"If you need a name for me, call me 'Belvedere.'  Like the god who put me here, I'm now content to inhabit a tower, far from the concerns of the earth.  Tell me--why are you going to these lengths to chase her?  Wasn't her gift to you something you can't seem to get rid of?  Mistrust is a sleeping virus, always ready to re-awaken with the revelation of new details."


I searched for my answer. "She was 'the one.'  No one had ever fit me on so many levels...it always felt like she had been designed just for me.  It made the pain of the past bearable.  No matter what I had lost or missed out on before, I told myself that I finally had her, and that she and I would make our own world, far away from some game that never favored me and away from anything that could corrupt us."


He responded, "It's no surprise, then, why it was so devastating for you to learn that, in the beginning, you had shared her with someone else.  I'm not so old or so far removed as to have forgotten what it feels like to be completely consumed by new, terrible knowledge.  It's as if the floor has collapsed from under your feet, and there are no limits to the depths your mind will sink to explore each painful possibility."


"Their game is not one you can win.  There is nothing so perfect or pure that it can't be corrupted or taken from you.  Now that you know just what it's like to be a 'real boy,' don't you long to return to that block of wood?  Let my way be the answer to your problems.  Make your home as I have and find refuge from the inevitable loss that awaits you."  Struggling to answer, I replied, "I can't stop yet.  She's still too much a part of the only future I can see for myself."

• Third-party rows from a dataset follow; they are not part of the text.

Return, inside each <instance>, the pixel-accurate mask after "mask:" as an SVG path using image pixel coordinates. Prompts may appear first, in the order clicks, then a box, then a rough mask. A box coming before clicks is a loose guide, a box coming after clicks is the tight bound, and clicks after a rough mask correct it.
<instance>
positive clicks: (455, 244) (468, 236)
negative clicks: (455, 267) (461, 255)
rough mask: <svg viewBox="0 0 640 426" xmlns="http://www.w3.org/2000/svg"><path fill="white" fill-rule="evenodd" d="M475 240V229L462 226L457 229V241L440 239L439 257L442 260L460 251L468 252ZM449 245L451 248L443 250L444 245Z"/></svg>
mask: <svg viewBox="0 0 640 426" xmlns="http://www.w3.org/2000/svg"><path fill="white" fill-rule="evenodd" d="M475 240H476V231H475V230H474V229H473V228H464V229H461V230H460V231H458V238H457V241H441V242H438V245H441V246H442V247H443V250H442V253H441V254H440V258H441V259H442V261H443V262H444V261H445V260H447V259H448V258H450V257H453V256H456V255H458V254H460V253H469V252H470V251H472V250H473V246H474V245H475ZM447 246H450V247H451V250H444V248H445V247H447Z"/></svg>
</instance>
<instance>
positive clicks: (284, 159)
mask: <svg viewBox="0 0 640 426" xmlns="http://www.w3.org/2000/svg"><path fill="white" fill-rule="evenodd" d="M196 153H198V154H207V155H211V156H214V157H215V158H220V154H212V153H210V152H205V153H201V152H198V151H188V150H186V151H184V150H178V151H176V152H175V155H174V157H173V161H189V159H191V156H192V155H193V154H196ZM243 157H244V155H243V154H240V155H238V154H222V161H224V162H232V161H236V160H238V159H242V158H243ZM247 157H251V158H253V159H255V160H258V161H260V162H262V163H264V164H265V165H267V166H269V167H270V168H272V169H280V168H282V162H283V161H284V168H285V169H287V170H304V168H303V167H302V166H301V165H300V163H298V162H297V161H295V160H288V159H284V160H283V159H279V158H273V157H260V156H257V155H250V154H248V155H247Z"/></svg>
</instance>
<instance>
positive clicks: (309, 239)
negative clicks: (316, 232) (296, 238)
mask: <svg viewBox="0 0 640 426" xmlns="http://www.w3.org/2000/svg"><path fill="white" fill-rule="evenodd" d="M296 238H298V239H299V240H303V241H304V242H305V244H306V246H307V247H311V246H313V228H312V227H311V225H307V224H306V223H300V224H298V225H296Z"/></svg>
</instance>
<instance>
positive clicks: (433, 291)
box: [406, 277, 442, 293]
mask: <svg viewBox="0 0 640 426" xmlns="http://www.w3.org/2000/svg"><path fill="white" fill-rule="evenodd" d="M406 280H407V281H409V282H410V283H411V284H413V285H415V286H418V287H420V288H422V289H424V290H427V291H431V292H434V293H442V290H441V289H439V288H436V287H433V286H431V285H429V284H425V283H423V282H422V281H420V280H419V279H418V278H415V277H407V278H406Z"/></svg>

"In that case, boy, there is very little I can offer you.  It seems you are well on your way to becoming a man defined by his suffering.  My three brothers exemplify that fate.  You remind me most of Epimetheus, not knowing what you are getting into.  He, too, fell for a 'beautiful evil,' when Zeus sent him Pandora for a wife, bearing a box that was not to be opened."


"Despite Epimetheus' vigilance, Pandora let her curiosity get the best of her.  One day, she pried the lid from the box, and out sprang mankind's troubles."


"All manner of disease, death, and sorrow began to take shape."


"Realizing what she had done, Pandora attempted to slam the lid back down upon the box.  In spite of her best efforts to conceal this act, a great darkness now permeated all that was once simple and pure."


"Epimetheus and mankind were to discover and re-discover these horrors a thousand times over.  All that remained at the bottom of the box was hope.  Like me, you know what little consolation that can be in matters like these.  Am I not correct in guessing this story would have personal significance for you?"